12 000, c’est le nombre de postes déjà supprimés dans le secteur associatif en France, sans compter les structures en cours de liquidation judiciaire à l’image de la Sauvegarde de l’adolescence dans le Tarn ou encore celle du plan de redressement mis en œuvre pour les établissements de la fondation de la Croix Saint-Simon.
Si les conséquences sont dramatiques pour les personnes accueillies par ces associations ce sont aussi plusieurs centaines de travailleurs qui perdent leur emploi alors que 30 000 postes sont à ce jour vacants.

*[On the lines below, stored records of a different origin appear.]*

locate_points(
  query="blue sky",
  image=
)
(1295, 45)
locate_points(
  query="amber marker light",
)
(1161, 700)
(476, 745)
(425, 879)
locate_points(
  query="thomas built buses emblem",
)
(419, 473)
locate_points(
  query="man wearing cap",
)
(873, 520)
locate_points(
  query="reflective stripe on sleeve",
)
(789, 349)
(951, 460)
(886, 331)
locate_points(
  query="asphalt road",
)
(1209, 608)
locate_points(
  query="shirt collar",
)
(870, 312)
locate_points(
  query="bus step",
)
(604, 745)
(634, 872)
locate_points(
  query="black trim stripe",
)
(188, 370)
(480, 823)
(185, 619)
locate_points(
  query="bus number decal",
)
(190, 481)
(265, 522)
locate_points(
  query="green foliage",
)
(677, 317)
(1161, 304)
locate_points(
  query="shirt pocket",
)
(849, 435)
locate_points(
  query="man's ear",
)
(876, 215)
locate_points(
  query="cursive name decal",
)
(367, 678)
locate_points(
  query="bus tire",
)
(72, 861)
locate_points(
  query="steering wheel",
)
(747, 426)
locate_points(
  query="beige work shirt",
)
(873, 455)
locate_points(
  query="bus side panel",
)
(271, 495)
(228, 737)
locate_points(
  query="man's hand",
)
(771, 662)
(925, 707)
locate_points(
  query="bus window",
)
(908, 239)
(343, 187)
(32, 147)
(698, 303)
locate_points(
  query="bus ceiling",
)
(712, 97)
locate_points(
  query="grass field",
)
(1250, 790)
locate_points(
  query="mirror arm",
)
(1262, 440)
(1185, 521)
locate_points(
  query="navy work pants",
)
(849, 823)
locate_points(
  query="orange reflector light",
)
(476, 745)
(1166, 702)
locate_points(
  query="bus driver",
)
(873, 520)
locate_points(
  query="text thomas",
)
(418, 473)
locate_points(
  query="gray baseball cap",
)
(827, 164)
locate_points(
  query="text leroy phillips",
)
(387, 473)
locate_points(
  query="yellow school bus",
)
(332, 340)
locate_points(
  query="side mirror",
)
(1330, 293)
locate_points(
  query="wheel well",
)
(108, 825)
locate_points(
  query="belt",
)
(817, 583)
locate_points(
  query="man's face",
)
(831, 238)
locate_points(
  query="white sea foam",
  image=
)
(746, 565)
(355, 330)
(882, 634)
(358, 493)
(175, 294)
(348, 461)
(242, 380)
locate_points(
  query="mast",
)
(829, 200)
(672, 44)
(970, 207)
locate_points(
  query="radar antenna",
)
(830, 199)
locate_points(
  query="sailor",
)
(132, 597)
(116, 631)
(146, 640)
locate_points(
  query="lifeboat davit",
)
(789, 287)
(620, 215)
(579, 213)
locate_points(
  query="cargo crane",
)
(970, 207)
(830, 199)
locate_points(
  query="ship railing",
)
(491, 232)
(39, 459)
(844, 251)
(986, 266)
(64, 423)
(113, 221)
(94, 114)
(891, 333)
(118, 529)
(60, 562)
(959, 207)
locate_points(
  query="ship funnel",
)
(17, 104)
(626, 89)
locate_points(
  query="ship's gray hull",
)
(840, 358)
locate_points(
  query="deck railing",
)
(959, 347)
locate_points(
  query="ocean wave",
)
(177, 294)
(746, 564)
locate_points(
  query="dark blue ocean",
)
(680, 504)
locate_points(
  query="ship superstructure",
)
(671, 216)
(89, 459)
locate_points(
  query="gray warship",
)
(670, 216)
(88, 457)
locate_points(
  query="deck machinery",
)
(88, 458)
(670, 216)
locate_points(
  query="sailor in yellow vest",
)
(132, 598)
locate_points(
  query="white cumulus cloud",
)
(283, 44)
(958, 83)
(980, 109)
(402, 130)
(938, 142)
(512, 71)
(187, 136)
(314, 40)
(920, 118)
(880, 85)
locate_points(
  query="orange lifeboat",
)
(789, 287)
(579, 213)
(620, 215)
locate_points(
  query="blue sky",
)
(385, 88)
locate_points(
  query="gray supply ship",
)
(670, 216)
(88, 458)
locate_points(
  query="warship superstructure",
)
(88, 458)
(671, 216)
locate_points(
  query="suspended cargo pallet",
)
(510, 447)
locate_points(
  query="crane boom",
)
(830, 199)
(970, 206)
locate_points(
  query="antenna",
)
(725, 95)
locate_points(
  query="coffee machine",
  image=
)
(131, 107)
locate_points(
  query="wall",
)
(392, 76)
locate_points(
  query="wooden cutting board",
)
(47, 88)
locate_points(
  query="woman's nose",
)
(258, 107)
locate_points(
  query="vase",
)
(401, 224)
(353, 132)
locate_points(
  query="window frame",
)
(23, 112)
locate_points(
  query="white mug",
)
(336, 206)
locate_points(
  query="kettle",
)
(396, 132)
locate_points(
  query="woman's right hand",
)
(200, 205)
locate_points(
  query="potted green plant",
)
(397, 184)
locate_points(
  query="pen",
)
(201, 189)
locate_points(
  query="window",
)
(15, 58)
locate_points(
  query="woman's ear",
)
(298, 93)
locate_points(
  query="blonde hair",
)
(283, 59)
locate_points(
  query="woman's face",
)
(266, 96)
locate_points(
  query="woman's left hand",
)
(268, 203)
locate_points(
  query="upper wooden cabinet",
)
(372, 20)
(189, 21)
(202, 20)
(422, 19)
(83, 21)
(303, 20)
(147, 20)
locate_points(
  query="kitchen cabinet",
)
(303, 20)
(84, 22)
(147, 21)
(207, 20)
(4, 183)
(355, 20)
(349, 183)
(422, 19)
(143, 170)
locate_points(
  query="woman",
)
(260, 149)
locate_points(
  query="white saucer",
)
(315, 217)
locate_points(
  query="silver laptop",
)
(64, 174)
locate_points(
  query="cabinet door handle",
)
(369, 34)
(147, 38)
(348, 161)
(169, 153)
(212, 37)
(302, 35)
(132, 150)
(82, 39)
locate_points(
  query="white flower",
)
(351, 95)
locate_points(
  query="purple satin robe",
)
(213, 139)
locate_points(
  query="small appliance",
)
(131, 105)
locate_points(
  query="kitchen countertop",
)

Face à tout ça, les batailles se multiplient : dans le Tarn pour préserver les postes, dans les centres de formation de Marseille et Toulouse pour les conditions de travail, etc. Le début 2026 a été marqué par la victoire des éducateurs de rue de Loire-Atlantique après trois mois de grève reconductible. Les collègues se lèvent aussi contre la répression comme à Grenoble en avril, ou en Haute-Vienne. La CGT de l’Association des paralysés de France appelle à la grève prochainement contre son employeur. Autant de batailles qui auraient mérité une unité d’action.
Le 26 mai prochain, l’intersyndicale du secteur appelle à la grève sans la CGT suite aux accords signés entre la CFDT et le patronat. Celui-là même qui organise le démantèlement du secteur et bloque toute négociation sur les salaires au profit du passage en force de son projet de convention collective unique.
Reste aux travailleurs du social de se saisir de l’arme de la grève pour défendre leurs revendications C’est l’objectif de la commission de mobilisation du travail social IDF, construire la grève dans tous les services et toutes les structures, de converger pour défendre collectivement tant les conditions de travail que d’accompagnement.